Attackers made away with employees' and their dependents personal and financial details after infiltrating the firm's systems last year and lingering for up to six months. The volume of data stolen totalled approximately 6TB, and comprised emails, blueprints and other business documents.
But the criminals were only able to compromise this data due to Citrix's own actions and omissions, and a failure to properly protect the personal information of its staff, according to court filings submitted in Florida.
The former employee, Lindsey Howard, alleges the method of entry, known as password-spraying, is a well-known and preventable intrusion tactic.

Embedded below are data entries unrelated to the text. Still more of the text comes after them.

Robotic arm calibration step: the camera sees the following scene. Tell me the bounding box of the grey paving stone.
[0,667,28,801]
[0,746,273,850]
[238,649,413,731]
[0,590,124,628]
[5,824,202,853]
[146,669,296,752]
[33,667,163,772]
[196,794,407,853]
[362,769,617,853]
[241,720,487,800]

The breach could have been easily prevented, moreover, had the company adopted "industry-standard security protocols".
The company's failures also include not detecting the breach for nearly five months while hackers removed data from its networks.
"The data breach was the inevitable result of Citrix's inadequate approach to data security and the protection of its employees' personal information that it collected during the course of its business," the lawsuit said.
"The deficiencies in Citrix's data security were so significant that the intrusion by the hackers remained undetected for months, and was only revealed to Citrix when it was informed by the FBI.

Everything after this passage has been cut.